April 18, 2017 [Where was this hiding?]
Katie Elyce Jones
Building an exascale computer—a machine that could solve complex science problems at least 50 times faster than today’s leading supercomputers—is a national effort.
To oversee the rapid research and development (R&D) of an exascale system by 2023, the US Department of Energy (DOE) created the Exascale Computing Project (ECP) last year. The project brings together experts in high-performance computing from six DOE laboratories with the nation’s most powerful supercomputers—including Oak Ridge, Argonne, Lawrence Berkeley, Lawrence Livermore, Los Alamos, and Sandia—and project members work closely with computing facility staff from the member laboratories.
At the Exascale Computing Project’s (ECP’s) annual meeting in February 2017, Oak Ridge Leadership Computing Facility (OLCF) staff discussed OLCF resources that could be leveraged for ECP research and development, including the facility’s next flagship supercomputer, Summit, expected to go online in 2018.
At the first ECP annual meeting, held January 29–February 3 in Knoxville, Tennessee, about 450 project members convened to discuss collaboration in breakout sessions focused on project organization and upcoming R&D milestones for applications, software, hardware, and exascale systems focus areas. During facility-focused sessions, senior staff from the Oak Ridge Leadership Computing Facility (OLCF) met with ECP members to discuss opportunities for the project to use current petascale supercomputers, test beds, prototypes, and other facility resources for exascale R&D. The OLCF is a DOE Office of Science User Facility located at DOE’s Oak Ridge National Laboratory (ORNL).

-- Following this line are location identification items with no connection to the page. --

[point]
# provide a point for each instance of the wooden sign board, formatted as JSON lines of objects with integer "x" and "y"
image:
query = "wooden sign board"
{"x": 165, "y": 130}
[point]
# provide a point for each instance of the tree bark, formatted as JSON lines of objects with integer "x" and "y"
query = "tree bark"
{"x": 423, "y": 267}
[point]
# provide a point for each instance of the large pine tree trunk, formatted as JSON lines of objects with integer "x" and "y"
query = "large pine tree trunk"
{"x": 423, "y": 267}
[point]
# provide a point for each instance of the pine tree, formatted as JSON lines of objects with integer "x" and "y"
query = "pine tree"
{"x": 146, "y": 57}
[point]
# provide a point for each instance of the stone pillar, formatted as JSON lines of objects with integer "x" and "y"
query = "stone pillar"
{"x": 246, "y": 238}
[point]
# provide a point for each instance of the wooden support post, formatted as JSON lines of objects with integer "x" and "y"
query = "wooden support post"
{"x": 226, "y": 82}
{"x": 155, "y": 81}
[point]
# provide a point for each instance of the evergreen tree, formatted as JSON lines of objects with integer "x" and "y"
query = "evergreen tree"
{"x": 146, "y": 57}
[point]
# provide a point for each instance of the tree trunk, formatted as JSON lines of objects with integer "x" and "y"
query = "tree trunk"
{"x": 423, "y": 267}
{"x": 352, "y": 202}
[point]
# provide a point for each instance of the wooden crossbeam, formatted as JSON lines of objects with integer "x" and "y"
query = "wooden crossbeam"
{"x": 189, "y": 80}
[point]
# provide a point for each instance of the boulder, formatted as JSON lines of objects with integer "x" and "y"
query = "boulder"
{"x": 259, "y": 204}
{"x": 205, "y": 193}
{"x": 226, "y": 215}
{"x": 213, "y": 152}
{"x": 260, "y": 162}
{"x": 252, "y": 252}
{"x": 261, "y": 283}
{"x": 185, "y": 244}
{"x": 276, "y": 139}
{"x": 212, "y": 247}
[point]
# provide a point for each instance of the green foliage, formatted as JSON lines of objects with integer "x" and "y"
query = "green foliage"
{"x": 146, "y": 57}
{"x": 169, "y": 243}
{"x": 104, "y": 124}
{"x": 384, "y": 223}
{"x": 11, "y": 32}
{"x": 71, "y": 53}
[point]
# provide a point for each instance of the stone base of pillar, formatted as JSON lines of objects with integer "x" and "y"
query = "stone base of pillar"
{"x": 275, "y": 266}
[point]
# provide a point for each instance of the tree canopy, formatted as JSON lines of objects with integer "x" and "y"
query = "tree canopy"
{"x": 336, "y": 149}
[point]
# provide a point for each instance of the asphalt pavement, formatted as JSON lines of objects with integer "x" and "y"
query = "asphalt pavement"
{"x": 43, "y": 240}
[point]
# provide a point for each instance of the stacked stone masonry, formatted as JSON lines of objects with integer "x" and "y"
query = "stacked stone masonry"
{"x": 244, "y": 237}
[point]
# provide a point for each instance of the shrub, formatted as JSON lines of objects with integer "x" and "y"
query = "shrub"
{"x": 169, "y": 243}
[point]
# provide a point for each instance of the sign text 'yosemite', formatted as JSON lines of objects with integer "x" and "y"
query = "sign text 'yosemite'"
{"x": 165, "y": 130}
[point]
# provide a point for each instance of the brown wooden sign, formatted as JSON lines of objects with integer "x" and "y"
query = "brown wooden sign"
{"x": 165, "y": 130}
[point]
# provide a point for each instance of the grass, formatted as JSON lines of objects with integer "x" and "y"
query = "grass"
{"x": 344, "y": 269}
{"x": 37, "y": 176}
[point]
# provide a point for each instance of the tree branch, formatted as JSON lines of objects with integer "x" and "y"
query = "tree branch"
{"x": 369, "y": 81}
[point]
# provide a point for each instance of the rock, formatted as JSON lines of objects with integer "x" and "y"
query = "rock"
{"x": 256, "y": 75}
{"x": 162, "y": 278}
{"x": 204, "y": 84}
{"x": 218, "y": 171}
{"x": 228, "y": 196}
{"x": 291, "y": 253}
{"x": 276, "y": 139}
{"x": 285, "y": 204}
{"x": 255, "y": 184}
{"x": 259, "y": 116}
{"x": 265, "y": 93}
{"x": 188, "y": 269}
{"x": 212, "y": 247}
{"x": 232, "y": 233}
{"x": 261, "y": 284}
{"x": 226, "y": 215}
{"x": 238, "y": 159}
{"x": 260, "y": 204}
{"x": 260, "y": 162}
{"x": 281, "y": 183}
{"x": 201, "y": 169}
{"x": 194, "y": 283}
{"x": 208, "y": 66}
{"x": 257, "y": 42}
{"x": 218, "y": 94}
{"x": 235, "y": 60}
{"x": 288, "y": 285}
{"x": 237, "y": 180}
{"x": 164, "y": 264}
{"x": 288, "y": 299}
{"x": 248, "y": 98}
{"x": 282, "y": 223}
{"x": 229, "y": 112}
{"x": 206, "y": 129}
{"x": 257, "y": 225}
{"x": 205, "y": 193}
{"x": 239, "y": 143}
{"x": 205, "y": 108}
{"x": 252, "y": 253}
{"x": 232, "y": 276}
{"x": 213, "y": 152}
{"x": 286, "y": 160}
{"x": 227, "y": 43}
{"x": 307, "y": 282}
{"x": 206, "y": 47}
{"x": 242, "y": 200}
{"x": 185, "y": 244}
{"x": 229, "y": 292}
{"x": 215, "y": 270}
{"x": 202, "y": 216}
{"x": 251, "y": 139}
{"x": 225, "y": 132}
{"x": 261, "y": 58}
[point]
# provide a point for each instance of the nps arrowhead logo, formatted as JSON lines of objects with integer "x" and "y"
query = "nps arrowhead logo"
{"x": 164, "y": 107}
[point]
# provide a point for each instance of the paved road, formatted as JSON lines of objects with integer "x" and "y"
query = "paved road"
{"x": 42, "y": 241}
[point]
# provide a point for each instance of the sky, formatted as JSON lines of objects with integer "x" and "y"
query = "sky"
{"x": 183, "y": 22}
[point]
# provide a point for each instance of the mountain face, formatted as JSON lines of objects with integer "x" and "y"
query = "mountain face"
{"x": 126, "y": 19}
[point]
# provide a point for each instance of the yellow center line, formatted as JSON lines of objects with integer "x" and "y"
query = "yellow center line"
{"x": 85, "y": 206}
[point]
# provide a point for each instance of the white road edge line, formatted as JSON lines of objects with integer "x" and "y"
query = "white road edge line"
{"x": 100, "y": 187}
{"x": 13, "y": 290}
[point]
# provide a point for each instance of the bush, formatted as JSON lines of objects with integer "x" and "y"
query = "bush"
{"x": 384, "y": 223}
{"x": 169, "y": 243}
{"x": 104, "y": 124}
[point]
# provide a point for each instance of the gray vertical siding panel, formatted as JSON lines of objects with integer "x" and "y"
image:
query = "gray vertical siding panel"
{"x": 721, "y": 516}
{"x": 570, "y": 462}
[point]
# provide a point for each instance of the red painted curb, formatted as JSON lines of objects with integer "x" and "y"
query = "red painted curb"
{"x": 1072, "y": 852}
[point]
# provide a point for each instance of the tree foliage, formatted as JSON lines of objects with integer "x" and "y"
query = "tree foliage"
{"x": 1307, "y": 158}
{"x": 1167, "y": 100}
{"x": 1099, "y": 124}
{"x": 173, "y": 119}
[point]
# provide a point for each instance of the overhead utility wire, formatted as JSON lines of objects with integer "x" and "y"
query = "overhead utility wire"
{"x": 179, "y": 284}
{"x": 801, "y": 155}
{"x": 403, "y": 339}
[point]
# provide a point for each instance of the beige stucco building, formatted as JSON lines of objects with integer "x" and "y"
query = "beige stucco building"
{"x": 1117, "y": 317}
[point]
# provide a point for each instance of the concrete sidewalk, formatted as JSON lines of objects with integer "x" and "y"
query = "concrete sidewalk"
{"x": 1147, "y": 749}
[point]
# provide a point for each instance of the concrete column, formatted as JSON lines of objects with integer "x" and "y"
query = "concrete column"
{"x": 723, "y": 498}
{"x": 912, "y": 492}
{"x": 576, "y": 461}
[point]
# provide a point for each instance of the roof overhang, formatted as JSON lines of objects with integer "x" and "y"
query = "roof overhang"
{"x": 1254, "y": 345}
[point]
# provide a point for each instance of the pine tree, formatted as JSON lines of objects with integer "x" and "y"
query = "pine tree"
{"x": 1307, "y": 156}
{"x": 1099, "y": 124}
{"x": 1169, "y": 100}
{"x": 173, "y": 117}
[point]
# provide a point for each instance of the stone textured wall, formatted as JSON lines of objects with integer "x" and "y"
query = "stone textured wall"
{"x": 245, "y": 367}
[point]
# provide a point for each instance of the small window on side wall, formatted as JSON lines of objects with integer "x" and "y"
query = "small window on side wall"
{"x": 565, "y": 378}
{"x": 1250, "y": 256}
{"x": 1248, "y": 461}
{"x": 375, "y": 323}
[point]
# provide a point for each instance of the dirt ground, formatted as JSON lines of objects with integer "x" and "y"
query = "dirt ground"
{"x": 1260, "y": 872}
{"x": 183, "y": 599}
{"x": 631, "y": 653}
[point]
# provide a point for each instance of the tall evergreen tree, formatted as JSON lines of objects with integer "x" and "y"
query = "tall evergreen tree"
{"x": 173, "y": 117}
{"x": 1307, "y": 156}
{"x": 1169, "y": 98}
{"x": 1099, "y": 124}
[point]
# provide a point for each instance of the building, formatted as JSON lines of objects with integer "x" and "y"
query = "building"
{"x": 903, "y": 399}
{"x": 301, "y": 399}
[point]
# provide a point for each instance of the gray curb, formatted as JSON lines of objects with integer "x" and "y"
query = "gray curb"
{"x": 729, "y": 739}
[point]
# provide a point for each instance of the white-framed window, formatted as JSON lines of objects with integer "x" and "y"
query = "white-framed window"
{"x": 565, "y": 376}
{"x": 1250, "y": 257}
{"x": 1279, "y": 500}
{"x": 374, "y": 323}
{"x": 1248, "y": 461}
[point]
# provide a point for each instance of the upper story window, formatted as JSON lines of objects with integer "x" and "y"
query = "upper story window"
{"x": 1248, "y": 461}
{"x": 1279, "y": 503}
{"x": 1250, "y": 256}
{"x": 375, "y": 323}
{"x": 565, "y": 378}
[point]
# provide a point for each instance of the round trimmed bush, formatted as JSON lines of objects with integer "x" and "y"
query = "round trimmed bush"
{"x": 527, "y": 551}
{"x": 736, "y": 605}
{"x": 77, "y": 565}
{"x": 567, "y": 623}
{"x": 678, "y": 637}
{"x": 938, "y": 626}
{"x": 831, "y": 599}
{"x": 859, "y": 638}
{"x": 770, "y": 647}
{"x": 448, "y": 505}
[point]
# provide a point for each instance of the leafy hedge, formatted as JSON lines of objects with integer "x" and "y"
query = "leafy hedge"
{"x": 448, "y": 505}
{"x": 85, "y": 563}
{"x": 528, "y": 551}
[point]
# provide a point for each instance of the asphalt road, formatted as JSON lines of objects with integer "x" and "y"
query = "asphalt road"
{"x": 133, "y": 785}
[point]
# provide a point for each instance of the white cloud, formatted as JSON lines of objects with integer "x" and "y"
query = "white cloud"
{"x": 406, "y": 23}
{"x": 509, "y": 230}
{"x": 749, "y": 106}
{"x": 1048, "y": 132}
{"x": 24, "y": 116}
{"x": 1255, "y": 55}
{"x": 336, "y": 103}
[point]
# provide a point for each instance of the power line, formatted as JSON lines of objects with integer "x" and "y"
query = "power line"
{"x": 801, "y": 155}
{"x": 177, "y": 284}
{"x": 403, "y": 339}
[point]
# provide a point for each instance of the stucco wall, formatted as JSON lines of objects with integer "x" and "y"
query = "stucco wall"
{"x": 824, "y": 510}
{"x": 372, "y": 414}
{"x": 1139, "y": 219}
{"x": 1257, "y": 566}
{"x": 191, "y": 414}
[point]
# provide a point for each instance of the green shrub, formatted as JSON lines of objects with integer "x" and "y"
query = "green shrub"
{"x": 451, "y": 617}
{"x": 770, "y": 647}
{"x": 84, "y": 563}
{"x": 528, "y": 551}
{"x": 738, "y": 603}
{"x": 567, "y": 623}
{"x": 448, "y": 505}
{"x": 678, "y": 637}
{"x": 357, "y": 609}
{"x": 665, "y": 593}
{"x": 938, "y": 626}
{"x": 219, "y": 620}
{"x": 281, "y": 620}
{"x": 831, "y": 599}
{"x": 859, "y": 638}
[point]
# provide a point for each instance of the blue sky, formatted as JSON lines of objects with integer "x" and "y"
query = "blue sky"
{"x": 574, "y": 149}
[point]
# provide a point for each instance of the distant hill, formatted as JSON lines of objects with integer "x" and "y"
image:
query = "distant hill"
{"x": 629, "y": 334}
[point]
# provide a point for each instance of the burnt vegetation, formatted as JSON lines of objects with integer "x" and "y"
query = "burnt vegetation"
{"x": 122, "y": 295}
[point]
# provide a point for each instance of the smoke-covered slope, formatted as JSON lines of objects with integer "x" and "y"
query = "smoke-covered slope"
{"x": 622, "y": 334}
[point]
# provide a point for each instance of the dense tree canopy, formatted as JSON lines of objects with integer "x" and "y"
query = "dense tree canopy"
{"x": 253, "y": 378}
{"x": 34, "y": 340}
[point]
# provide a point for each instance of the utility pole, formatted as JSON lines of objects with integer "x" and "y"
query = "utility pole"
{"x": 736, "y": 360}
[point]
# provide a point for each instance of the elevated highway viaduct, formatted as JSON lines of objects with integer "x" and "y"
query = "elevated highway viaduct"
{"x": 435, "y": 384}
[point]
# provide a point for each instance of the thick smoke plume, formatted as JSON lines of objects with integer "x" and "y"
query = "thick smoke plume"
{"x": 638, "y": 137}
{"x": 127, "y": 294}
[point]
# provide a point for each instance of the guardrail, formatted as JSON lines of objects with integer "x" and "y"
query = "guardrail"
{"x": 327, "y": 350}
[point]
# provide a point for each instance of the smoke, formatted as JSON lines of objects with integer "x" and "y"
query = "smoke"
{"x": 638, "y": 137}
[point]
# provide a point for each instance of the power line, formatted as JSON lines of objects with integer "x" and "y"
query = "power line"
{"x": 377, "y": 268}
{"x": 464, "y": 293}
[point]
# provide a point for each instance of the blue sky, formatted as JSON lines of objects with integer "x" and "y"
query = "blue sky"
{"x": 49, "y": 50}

“The ECP’s fundamental responsibilities are to provide R&D to build exascale machines more efficiently and to prepare the applications and software that will run on them,” said OLCF Deputy Project Director Justin Whitt. “The facilities’ responsibilities are to acquire, deploy, and operate the machines. We are currently putting advanced test beds and prototypes in place to evaluate technologies and enable R&D efforts like those in the ECP.”
ORNL has a unique connection to the ECP. The Tennessee-based laboratory is the location of the project office that manages collaboration within the ECP and among its facility partners. ORNL’s Laboratory Director Thom Mason delivered the opening talk at the conference, highlighting the need for coordination in a project of this scope.
On behalf of facility staff, Mark Fahey, director of operations at the Argonne Leadership Computing Facility, presented the latest delivery and deployment plans for upcoming computing resources during a plenary session. From the OLCF, Project Director Buddy Bland and Director of Science Jack Wells provided a timeline for the availability of Summit, OLCF’s next petascale supercomputer, which is expected to go online in 2018; it will be at least 5 times more powerful than the OLCF’s 27-petaflop Titan supercomputer.
“Exascale hardware won’t be around for several more years,” Wells said. “The ECP will need access to Titan, Summit, and other leadership computers to do the work that gets us to exascale.”
Wells said he was able to highlight the spring 2017 call for Innovative and Novel Computational Impact on Theory and Experiment, or INCITE, proposals, which will give 2-year projects the first opportunity for computing time on Summit. OLCF staff also introduced a handful of computing architecture test beds—including the developmental environment for Summit known as Summitdev, NVIDIA’s deep learning and accelerated analytics system DGX-1, an experimental cluster of ARM 64-bit compute nodes, and a Cray XC40 cluster of 168 nodes known as Percival—that are now available for OLCF users.
In addition to leveraging facility resources for R&D, the ECP must understand the future needs of facilities to design an exascale system that is ready for rigorous computational science simulations. Facilities staff can offer insight about the level of performance researchers will expect from science applications on exascale systems and estimate the amount of space and electrical power that will be available in the 2023 timeframe.
“Getting to capable exascale systems will require careful coordination between the ECP and the user facilities,” Whitt said.
One important collaboration so far was the development of a request for information, or RFI, for exascale R&D that the ECP released in February to industry vendors. The RFI enables the ECP to evaluate potential software and hardware technologies for exascale systems—a step in the R&D process that facilities often undertake. Facilities will later release requests for proposals when they are ready to begin building exascale systems
See the full article here .
Please help promote STEM in your local schools.
ORNL is managed by UT-Battelle for the Department of Energy’s Office of Science. DOE’s Office of Science is the single largest supporter of basic research in the physical sciences in the United States, and is working to address some of the most pressing challenges of our time.
The Oak Ridge Leadership Computing Facility (OLCF) was established at Oak Ridge National Laboratory in 2004 with the mission of accelerating scientific discovery and engineering progress by providing outstanding computing and data management resources to high-priority research and development projects.
ORNL’s supercomputing program has grown from humble beginnings to deliver some of the most powerful systems in the world. On the way, it has helped researchers deliver practical breakthroughs and new scientific knowledge in climate, materials, nuclear science, and a wide range of other disciplines.
The OLCF delivered on that original promise in 2008, when its Cray XT “Jaguar” system ran the first scientific applications to exceed 1,000 trillion calculations a second (1 petaflop). Since then, the OLCF has continued to expand the limits of computing power, unveiling Titan in 2013, which is capable of 27 petaflops.
Titan is one of the first hybrid architecture systems—a combination of graphics processing units (GPUs), and the more conventional central processing units (CPUs) that have served as number crunchers in computers for decades. The parallel structure of GPUs makes them uniquely suited to process an enormous number of simple computations quickly, while CPUs are capable of tackling more sophisticated computational algorithms. The complimentary combination of CPUs and GPUs allow Titan to reach its peak performance.
The OLCF gives the world’s most advanced computational researchers an opportunity to tackle problems that would be unthinkable on other systems. The facility welcomes investigators from universities, government agencies, and industry who are prepared to perform breakthrough research in climate, materials, alternative energy sources and energy storage, chemistry, nuclear physics, astrophysics, quantum mechanics, and the gamut of scientific inquiry. Because it is a unique resource, the OLCF focuses on the most ambitious research projects—projects that provide important new knowledge or enable important new technologies.